The idaDivCluster function returns an object of class idaDivCluster.

Arguments

data: An IDA data frame that contains the input data for the function. The input IDA data frame must include a column that contains a unique ID for each row.
id: The name of the column that contains a unique ID for each row of the input data.
distance: The distance function that is to be used. This can be set to "euclidean", which causes the squared Euclidean distance to be used, or "norm_euclidean", which causes normalized euclidean distance to be used.
maxiter: The maximum number of iterations to perform in the base K-means Clustering algorithm
minsplit: The minimum number of instances per cluster that can be split.
maxdepth: The maximum number of cluster levels (including leaves).
randseed: The seed for the random number generator.
outtable: The name of the output table that is to contain the results of the operation. When NULL is specified, a table name is generated automatically.
modelname: The name under which the model is stored in the database. This is the name that is specified when using functions such as idaRetrieveModel or idaDropModel.
object: An object of the class idaDivCluster to used for prediction, i.e. for applying it to new data.
x: An object of the class idaDivCluster to be printed.
newdata: An IDA data frame that contains the data to which to apply the model.
...: Additional parameters to pass to the print or predict method.

Details

The idaDivCluster clustering function builds a hierarchical clustering model by applying the K-means algorithm recursively in a top-down fashion. The hierarchy of clusters is represented in a binary tree structure (each parent node has exactly 2 child nodes). The leafs of the cluster tree are identified by negative numbers.
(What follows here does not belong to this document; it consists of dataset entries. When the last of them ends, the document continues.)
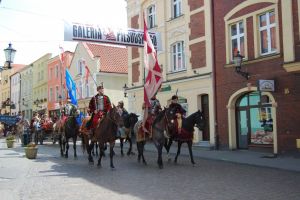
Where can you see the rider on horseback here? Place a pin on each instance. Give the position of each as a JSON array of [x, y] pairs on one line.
[[69, 109], [150, 113], [180, 112], [99, 105]]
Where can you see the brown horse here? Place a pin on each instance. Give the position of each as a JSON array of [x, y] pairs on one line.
[[159, 127], [186, 134], [86, 136], [106, 132]]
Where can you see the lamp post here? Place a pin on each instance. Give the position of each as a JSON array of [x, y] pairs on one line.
[[37, 103], [238, 59], [9, 103], [9, 56], [125, 90]]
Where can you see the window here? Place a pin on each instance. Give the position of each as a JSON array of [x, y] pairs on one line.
[[177, 57], [80, 67], [87, 90], [237, 39], [51, 95], [151, 16], [80, 90], [267, 30], [57, 93], [176, 8], [56, 71]]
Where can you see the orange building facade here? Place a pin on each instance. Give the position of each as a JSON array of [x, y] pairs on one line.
[[57, 93]]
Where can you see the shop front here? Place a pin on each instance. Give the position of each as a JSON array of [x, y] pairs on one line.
[[252, 121]]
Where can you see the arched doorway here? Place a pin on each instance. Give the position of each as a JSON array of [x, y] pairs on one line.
[[234, 122], [254, 119]]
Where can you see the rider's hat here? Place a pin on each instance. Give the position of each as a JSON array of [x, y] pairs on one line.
[[100, 87], [174, 97]]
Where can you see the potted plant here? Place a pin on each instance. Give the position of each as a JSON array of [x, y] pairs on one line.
[[31, 151], [10, 141]]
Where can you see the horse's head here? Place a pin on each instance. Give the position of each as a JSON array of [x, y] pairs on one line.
[[115, 116], [170, 113], [200, 122], [130, 120]]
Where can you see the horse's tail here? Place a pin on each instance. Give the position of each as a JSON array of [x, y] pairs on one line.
[[83, 140]]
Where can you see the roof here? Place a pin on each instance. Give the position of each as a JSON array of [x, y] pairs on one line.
[[113, 59]]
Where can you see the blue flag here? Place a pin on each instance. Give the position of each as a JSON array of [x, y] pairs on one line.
[[71, 86]]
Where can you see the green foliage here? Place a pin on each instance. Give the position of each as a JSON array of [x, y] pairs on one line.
[[11, 137]]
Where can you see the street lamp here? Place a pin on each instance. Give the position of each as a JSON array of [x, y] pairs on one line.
[[125, 90], [238, 59], [9, 56], [23, 102], [37, 102]]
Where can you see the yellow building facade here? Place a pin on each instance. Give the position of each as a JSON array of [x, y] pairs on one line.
[[185, 57], [5, 86], [40, 84]]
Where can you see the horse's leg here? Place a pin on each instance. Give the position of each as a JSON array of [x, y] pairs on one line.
[[129, 152], [67, 148], [97, 147], [61, 145], [167, 146], [35, 137], [178, 151], [74, 146], [91, 147], [121, 145], [101, 154], [85, 138], [159, 159], [191, 151], [142, 150], [111, 154]]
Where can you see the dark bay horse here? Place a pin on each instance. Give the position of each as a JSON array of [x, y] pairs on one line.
[[159, 127], [106, 132], [186, 134], [71, 130], [126, 130]]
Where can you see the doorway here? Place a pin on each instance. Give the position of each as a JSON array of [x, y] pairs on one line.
[[254, 121]]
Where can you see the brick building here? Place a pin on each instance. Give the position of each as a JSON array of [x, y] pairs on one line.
[[266, 33], [185, 57]]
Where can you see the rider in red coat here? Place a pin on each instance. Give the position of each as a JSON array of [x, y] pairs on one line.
[[99, 105]]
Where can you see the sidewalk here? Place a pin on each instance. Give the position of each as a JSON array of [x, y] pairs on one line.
[[261, 159]]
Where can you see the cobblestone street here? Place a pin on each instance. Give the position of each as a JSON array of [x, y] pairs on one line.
[[53, 177]]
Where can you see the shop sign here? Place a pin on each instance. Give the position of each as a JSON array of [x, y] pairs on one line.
[[165, 88], [266, 85], [96, 33]]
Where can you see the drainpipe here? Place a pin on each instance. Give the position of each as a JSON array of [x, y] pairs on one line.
[[216, 135]]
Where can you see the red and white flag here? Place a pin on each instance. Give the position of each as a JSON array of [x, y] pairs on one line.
[[87, 73], [61, 55], [154, 78]]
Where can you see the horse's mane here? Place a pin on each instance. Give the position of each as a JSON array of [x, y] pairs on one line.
[[189, 122], [159, 116]]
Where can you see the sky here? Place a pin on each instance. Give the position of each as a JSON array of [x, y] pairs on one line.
[[36, 27]]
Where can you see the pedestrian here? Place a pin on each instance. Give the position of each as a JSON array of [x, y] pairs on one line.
[[99, 105], [180, 113]]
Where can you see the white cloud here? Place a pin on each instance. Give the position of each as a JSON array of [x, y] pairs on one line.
[[35, 27]]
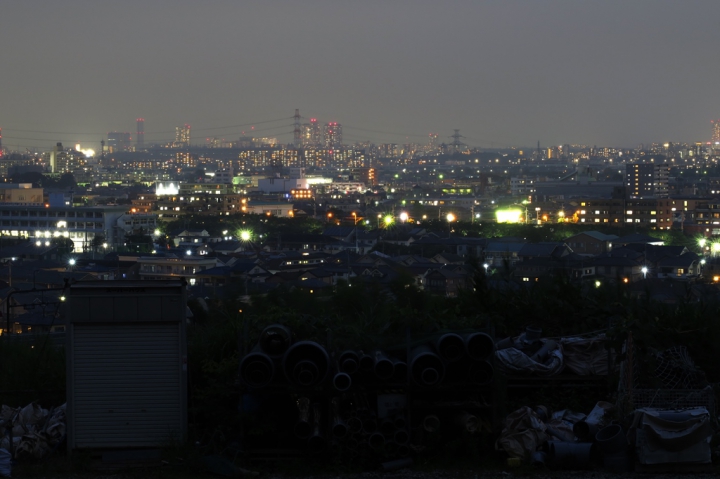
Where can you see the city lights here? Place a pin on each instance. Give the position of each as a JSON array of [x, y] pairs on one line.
[[509, 216]]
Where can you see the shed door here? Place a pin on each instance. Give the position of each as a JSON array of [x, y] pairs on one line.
[[127, 387]]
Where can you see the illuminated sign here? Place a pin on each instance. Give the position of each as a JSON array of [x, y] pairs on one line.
[[167, 188], [509, 216]]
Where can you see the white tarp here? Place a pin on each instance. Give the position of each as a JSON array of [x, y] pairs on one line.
[[513, 360], [672, 437]]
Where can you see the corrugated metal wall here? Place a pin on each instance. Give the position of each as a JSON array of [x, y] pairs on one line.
[[126, 364], [126, 386]]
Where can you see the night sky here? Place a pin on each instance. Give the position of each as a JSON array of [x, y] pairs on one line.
[[506, 73]]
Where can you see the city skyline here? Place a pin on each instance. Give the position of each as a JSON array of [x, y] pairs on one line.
[[503, 73]]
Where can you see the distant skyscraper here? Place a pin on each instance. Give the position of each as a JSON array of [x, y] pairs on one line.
[[182, 136], [311, 134], [297, 131], [647, 180], [333, 135], [140, 138], [716, 131], [119, 141]]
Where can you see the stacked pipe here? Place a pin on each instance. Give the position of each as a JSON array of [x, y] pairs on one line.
[[331, 388], [450, 358]]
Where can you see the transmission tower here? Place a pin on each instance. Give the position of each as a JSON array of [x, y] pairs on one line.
[[297, 135], [457, 144]]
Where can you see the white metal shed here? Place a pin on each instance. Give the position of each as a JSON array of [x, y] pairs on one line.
[[126, 364]]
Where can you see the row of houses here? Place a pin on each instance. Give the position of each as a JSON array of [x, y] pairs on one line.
[[446, 265]]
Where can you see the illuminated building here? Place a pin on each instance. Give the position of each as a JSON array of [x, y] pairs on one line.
[[647, 180], [20, 193], [182, 136], [301, 194], [652, 212], [60, 160], [311, 134], [80, 224], [716, 132], [172, 268], [118, 141], [140, 138], [333, 135]]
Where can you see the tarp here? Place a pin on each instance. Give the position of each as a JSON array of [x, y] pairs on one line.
[[523, 432], [513, 360], [662, 441], [585, 356]]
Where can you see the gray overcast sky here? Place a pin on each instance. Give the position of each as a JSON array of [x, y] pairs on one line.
[[506, 73]]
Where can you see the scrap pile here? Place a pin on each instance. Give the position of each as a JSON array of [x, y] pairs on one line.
[[565, 439], [31, 432], [368, 406], [529, 353]]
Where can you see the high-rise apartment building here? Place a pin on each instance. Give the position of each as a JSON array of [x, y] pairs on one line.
[[119, 141], [311, 134], [333, 135], [182, 136], [140, 138], [716, 131], [647, 180]]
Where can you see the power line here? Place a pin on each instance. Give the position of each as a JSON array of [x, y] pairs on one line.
[[147, 132]]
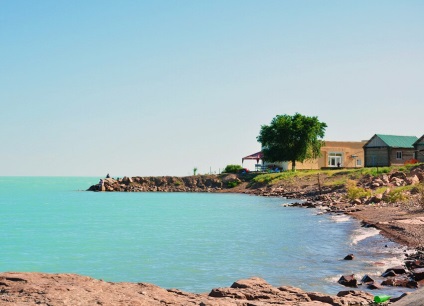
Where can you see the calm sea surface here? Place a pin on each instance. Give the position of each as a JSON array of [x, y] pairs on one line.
[[191, 241]]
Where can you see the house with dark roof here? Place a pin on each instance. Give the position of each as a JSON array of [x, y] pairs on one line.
[[419, 149], [387, 150]]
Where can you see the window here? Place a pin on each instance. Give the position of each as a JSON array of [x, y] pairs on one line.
[[334, 159]]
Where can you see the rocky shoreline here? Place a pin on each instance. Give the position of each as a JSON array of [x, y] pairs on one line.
[[401, 223]]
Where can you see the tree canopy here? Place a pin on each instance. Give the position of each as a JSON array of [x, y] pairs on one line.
[[292, 138]]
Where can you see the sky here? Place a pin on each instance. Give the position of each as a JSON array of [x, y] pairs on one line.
[[151, 88]]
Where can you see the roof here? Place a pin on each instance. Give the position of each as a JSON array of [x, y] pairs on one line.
[[393, 141], [258, 155], [420, 140]]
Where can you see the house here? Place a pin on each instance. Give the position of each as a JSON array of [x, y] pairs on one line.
[[387, 150], [419, 149], [334, 154]]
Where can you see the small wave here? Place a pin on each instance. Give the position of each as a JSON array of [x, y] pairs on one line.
[[364, 233], [340, 218]]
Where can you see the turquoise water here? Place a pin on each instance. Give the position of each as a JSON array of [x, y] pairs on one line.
[[191, 241]]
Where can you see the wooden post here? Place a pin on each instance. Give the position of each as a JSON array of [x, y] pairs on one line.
[[319, 184]]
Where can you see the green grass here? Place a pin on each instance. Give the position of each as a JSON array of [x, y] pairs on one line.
[[355, 192]]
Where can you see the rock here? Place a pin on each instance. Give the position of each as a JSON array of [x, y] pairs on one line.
[[348, 281], [385, 179], [397, 270], [398, 174], [397, 181], [126, 180], [400, 281], [377, 198], [357, 201], [374, 286], [388, 273], [418, 274], [367, 279], [349, 257], [413, 180], [72, 289], [418, 172], [375, 185]]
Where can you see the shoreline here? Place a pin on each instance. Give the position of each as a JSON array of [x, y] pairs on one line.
[[392, 220]]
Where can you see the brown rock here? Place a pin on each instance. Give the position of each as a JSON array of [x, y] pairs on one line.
[[418, 274], [349, 257], [348, 281], [72, 289], [396, 269]]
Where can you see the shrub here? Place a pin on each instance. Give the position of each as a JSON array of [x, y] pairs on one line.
[[395, 196], [232, 184], [376, 171], [355, 192], [232, 168]]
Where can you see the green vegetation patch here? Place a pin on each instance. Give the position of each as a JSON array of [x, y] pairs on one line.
[[232, 168], [232, 184], [355, 192]]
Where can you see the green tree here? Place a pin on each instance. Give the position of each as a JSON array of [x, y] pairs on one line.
[[292, 138]]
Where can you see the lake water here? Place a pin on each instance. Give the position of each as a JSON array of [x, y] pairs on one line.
[[190, 241]]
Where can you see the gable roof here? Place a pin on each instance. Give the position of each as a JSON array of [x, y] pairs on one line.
[[419, 141], [392, 141]]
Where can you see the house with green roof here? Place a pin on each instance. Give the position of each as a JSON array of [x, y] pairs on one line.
[[419, 149], [388, 150]]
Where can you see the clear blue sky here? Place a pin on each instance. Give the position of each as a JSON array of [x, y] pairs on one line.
[[160, 87]]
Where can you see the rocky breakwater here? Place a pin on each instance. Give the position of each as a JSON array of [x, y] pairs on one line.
[[198, 183], [71, 289]]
Models are stored persistently in the database under the name modelname. Model names cannot have more than 64 characters and cannot contain white spaces. They need to be quoted like table names, otherwise they will be treated upper case by default. Only one model with a given name is allowed in the database at a time. If a model with modelname already exists, you need to drop it with idaDropModel first before you can create another one with the same name. The model name can be used to retrieve the model later (idaRetrieveModel).

The output of the print function for a idaDivCluster object is:

A vector containing a list of centers
A vector containing a list of cluster sizes
A vector containing a list of the number of elements in each cluster
A data frame or the name of the table containing the calculated cluster assignments
The within-cluster sum of squares (which indicates cluster density)
The names of the slots that are available in the idaDivCluster object.

Examples

Run this code

if (FALSE) {

#Create ida data frame
idf <- ida.data.frame("IRIS")

#Create a DivCluster model stored in the database as DivClusterMODEL
dcm <- idaDivCluster(idf, id="ID",modelname="DivClusterMODEL") 
	
#Print the model
print(dcm)

#Predict the model
pred <- predict(dcm,idf,id="ID")

#Inspect the predictions
head(pred)
	
}